Askeri Cuntanın İktidara Gelişi ve İcraatları
Yunanistan’da siyasi istikrarsızlık, 1960’lı yılların ortalarında en üst seviyeye ulaşmıştır. Bu dönemde ülkede sağ-sol çatışmaları ve politik kutuplaşmalar artış göstermişti. Bu istikrarsız ortamı gerekçe gösteren bir grup askeri subay, 21 Nisan 1967 tarihinde Albay Georgios Papadopoulos önderliğinde bir darbeyle yönetime el koydu. "Albaylar Cuntası" olarak bilinen bu yönetim, kısa sürede demokrasiyi askıya alarak parlamentoyu feshetti, siyasi partileri kapattı, sendikaları etkisiz hale getirdi ve çok sayıda gazeteyi kapatarak basını kontrol altına aldı. Binlerce kişi siyasi gerekçelerle tutuklandı ve sürgüne gönderildi.【4】
Cunta yönetimi boyunca insan hakları ihlalleri yaygınlaştı, muhalefet susturuldu, üniversiteler üzerindeki baskı artırıldı ve öğrenci hareketleri şiddetle bastırıldı. Özellikle Kasım 1973'te Atina Politeknik Üniversitesi'ndeki öğrenci protestolarının kanlı bir şekilde bastırılması, cuntanın hem ulusal hem de uluslararası alanda ciddi bir itibar kaybına uğramasına neden oldu. Cunta, aynı zamanda ekonomik alanda da başarısız bir performans sergileyerek halkın tepkisini çekti.
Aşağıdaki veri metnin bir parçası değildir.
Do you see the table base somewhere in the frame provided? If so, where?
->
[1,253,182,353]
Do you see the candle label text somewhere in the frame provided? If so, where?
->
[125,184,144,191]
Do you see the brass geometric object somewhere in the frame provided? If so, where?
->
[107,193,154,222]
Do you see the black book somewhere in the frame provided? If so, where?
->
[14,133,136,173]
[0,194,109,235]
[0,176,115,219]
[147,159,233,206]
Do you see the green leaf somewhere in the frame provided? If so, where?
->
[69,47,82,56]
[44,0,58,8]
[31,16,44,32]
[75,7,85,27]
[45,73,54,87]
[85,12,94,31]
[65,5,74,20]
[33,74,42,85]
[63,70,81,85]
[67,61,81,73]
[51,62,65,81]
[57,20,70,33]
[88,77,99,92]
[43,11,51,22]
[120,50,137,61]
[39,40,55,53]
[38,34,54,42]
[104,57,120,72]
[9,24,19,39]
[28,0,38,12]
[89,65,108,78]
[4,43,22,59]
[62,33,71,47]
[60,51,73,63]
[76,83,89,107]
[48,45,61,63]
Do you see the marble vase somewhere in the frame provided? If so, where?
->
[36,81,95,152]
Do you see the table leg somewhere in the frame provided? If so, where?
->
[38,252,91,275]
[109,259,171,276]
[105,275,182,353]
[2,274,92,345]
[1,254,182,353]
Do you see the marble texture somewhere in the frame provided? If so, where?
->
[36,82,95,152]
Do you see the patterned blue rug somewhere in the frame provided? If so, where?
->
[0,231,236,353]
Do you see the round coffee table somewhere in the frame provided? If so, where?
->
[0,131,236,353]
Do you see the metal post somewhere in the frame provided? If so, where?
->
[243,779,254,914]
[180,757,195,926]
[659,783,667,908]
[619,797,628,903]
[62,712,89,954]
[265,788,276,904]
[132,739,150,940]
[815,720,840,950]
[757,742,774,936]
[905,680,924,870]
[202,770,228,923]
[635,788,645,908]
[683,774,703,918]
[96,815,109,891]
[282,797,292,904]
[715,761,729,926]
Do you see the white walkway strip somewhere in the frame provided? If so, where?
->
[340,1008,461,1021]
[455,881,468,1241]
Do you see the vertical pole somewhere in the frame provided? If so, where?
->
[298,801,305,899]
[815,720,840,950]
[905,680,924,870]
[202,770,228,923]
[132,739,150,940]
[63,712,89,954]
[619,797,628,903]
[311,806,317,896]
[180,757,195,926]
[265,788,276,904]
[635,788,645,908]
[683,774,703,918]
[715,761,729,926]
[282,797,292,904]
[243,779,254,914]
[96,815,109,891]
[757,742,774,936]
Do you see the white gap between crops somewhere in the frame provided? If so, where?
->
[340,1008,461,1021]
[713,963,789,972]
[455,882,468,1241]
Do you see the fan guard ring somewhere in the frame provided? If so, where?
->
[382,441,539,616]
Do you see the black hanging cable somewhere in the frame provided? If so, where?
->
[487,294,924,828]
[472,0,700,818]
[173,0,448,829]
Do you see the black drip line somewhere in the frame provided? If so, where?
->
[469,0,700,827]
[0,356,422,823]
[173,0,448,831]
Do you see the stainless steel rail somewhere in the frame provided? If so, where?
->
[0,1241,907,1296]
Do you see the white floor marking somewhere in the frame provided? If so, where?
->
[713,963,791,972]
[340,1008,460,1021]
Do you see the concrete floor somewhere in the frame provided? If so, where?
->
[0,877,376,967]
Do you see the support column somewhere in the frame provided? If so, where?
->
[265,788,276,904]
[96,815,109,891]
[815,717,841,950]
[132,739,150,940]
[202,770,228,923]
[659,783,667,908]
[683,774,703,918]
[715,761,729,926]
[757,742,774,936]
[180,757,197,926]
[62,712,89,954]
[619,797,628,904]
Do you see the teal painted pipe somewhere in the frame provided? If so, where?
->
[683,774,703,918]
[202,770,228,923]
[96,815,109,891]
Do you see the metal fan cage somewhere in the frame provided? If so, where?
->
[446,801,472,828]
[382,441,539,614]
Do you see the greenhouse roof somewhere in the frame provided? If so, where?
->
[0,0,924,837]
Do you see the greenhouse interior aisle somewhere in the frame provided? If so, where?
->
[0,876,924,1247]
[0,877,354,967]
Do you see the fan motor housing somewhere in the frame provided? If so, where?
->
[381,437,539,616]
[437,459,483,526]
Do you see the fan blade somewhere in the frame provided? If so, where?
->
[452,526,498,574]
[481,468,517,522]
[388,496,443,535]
Cuntanın Dış Politika Krizi ve Kıbrıs Meselesi
Cuntanın nihai çöküşünü tetikleyen en önemli olaylardan biri, 1974 yılındaki Kıbrıs Krizi oldu. Yunan cuntasının desteklediği aşırı milliyetçi EOKA-B örgütü ve Nikos Sampson liderliğindeki güçler, 15 Temmuz 1974 tarihinde Kıbrıs Cumhurbaşkanı III. Makarios’a karşı bir darbe gerçekleştirdi. Bu hareketin amacı, adayı Yunanistan’a ilhak etmekti (Enosis).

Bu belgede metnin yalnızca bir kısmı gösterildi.